A idolatria do(de) mercado: interlúdio
Diálogo, debate, repercussão, comparação e paternidade
Gostaria de iniciar este post com um pedido de desculpas pela demora na continuidade da série*. Tenho recebido mensagens de leitores perguntando sobre a sequência das postagens e peço, portanto, desculpas a eles; como também ao meu interlocutor, Franklin Ferreira, que aguarda a conclusão da série para, possivelmente, responder. Nesse breve post de intervalo vou, então, abordar alguns eventos que ocorreram desde que comecei os textos e que – penso – valem a pena como “interlúdio” do debate. A saber: a paternidade; as tensões/divisões talvez resultantes da série; e alguns comentários feitos aos textos. É absolutamente impossível não começar pelo primeiro.
A Paternidade
Desde o acontecimento incrível e indescritível em termos práticos que foi o nascimento da minha filha, as reflexões teológicas que eu vinha fazendo no tema desta série de postagens foram alegremente substituídas pelos momentos de espiritualidade proporcionados por essa nova experiência. A atividade de “ninar” um bebê, seu filho, uma singela e aparentemente frágil criatura, nos braços, se tornou para mim um ato essencialmente espiritual. Nesse sentido, a interrupção da série em si foi permeada pela intensidade do amor, beleza e cuidado que me tomaram de súbito, com o nascimento dela.
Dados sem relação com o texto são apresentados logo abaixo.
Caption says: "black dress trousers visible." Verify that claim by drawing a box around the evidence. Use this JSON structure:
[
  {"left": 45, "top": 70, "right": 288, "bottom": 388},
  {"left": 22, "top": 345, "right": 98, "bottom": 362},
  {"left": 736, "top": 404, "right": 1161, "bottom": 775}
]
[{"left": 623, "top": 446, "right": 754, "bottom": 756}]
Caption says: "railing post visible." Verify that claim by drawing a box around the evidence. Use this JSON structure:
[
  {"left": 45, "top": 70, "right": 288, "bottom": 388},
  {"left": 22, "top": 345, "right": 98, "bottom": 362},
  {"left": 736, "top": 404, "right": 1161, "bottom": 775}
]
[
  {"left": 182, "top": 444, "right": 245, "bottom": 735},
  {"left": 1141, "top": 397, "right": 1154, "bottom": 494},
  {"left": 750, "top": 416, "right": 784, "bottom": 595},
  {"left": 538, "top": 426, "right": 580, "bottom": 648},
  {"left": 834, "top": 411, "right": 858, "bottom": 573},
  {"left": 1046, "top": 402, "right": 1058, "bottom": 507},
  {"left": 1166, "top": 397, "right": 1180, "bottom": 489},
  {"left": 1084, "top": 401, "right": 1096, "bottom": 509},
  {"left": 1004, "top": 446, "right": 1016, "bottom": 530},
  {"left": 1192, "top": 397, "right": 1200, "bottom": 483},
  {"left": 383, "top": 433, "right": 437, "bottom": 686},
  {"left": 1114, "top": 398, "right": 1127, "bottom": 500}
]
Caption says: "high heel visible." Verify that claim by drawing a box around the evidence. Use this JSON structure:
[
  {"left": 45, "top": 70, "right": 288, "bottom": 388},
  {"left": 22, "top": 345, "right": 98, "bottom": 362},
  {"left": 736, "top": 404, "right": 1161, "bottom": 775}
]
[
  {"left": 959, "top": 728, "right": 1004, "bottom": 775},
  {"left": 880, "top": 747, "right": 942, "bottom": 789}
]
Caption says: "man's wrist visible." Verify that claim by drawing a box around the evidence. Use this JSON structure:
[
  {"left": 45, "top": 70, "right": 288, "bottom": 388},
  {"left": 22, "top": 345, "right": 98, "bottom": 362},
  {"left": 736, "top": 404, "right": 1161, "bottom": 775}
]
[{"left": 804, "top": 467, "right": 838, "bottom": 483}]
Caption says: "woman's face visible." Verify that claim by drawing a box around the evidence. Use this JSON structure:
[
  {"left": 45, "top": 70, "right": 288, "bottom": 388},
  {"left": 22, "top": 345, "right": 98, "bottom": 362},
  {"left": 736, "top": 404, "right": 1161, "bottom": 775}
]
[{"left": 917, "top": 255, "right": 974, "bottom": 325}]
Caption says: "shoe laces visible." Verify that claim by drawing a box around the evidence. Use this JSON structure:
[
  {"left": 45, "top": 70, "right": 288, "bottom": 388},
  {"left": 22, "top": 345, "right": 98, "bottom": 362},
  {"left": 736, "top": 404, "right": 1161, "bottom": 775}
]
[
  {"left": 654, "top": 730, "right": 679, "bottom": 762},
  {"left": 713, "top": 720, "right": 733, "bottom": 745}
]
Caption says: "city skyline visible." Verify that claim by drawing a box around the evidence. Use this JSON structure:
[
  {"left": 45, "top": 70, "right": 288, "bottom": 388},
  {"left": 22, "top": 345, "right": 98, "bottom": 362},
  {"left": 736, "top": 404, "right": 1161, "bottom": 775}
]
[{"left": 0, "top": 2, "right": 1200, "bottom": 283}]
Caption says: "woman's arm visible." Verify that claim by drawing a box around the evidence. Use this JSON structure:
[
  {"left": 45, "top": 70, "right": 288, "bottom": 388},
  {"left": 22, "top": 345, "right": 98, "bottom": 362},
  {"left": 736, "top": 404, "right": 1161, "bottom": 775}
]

Seria talvez óbvio dizer que a experiência da paternidade transforma a maneira como enxergamos e nos relacionamos com nossos pais: a paternidade nos ensina que o relacionamento que eles têm conosco transcende nossa própria compreensão, uma vez que esse relacionar se iniciou antes da nossa própria construção, em termos modernos, como sujeitos. Mas o que talvez seja menos óbvio é que a paternidade é capaz de transformar nossa relação com Deus. Ao segurar uma criatura de aparência frágil nos braços, o impulso de protegê-la me faz lembrar do verdadeiro sentido porque chamamos a Deus de ‘Pai’. Se o amor desse Deus por nós, suas criaturas, se assemelha ao que temos por nossos filhos, então é possível compreender, ao menos em parte, a angústia do Criador diante da queda e do sofrimento humano.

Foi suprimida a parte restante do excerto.